Turbine buckets in a 37.5-MW gas turbine made of Udimet 500 superalloy failed in service. The power plant was located 1 km (0.6 miles) from the Pacific Ocean and operated on No. 2 diesel fuel, which was supplied by tanker ship. Turbine bucket failures occurred on three units after 2500 to 6400 h of operation. Investigation (visual inspection, metallographic examination, and stress analysis) supported the conclusion that the differing microstructure of the airfoil resulted in changes in mechanical properties. Because normal operation includes cycling of loads and temperatures, the shroud tip fractured due to thermomechanical fatigue in its degraded state. Recommendations included special chromium or silicon-rich coating to minimize corrosion in gas turbines operating in a marine environment with operating temperatures in the range of type 2 corrosion (650 to 750 deg C, or 1200 to 1380 deg F). Additionally, it was suggested that fuel delivery, handling, and treatment be high quality, to maintain fuel contamination within design limits, and inlet air filtration must be designed for the coastal site. Also, changing the bucket tip by increasing its thickness and changing the casting technique would reduce the stress and make the design more tolerant of corrosion.

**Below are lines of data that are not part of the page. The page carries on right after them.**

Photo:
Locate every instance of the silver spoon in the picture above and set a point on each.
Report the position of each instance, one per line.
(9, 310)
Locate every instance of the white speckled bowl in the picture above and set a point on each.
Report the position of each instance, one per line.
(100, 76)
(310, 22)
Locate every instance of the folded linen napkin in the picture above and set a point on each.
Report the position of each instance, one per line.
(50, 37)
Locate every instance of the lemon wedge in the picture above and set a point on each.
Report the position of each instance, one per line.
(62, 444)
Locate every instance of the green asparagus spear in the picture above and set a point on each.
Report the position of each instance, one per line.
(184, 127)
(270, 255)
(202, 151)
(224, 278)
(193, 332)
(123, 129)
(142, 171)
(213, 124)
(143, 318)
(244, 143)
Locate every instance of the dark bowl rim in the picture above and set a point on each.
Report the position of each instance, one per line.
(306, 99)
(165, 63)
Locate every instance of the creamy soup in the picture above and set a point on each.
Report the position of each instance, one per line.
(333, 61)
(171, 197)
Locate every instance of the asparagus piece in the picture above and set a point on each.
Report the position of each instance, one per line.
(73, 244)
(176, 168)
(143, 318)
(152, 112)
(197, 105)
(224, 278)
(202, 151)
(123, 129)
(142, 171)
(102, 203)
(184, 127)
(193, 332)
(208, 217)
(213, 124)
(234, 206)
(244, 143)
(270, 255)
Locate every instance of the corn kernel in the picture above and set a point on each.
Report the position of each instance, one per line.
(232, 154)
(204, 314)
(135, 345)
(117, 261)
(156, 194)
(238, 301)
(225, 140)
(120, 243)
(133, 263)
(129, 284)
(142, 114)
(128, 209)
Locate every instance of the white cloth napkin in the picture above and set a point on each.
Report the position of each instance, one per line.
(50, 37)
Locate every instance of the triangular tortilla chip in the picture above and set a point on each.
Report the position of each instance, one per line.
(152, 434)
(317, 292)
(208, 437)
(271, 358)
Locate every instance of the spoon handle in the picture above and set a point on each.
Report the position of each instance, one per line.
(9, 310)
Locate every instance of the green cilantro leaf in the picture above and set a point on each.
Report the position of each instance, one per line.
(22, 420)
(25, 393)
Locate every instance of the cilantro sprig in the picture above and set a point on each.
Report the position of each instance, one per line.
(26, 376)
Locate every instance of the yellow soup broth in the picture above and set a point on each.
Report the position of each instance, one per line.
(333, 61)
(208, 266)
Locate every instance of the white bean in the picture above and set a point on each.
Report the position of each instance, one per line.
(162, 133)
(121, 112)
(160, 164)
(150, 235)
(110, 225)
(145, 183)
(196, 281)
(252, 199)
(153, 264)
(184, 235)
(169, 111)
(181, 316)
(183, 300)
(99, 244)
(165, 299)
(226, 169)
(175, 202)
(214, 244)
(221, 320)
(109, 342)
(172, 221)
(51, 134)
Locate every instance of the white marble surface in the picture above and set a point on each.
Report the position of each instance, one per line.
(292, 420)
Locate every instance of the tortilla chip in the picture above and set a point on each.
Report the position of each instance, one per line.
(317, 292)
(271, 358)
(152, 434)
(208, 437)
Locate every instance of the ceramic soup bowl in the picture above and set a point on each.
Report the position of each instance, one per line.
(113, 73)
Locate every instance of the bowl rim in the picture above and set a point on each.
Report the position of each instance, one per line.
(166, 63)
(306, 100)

Several 304H stainless steel superheater tubes fractured in stressed areas within hours of a severe caustic upset in the boiler feedwater system. Tests performed on a longitudinal weld joint, which connected two adjacent tubes in the tertiary superheater bank, confirmed caustic-induced stress-corrosion cracking, promoted by the presence of residual welding stresses. Improved maintenance of check valves and routine inspection of critical monitoring systems (conductivity alarms, sodium analyzers, etc.) were recommended to help avoid future occurrences of severe boiler feedwater contamination. Additional recommendations were to eliminate these short longitudinal weld joints by using a bracket assembly joint between the tubes, use a post-weld heat treatment to relieve residual welding stress or select a more stress-corrosion cracking resistant alloy for this particular application.

Several surface-mount chip resistor assemblies failed during monthly thermal shock testing and in the field. The resistor exhibited a failure mode characterized by a rise in resistance out of tolerance for the system. Representative samples from each step in the manufacturing process were selected for analysis, along with additional samples representing the various resistor failures. Visual examination revealed two different types of termination failures: total delamination and partial delamination. Electron probe microanalysis confirmed that the fracture occurred at the end of the termination. Transverse sections from each of the groups were examined metallographically. Consistent interfacial separation was noted. Fourier transform infrared and EDS analyses were also performed. It was concluded that low wraparound termination strength of the resistors had caused unacceptable increases in the resistance values, resulting in circuit nonperformance at inappropriate times. The low termination strength was attributed to deficient chip design for the intended materials and manufacturing process and exacerbated by the presence of polymeric contamination at the termination interface.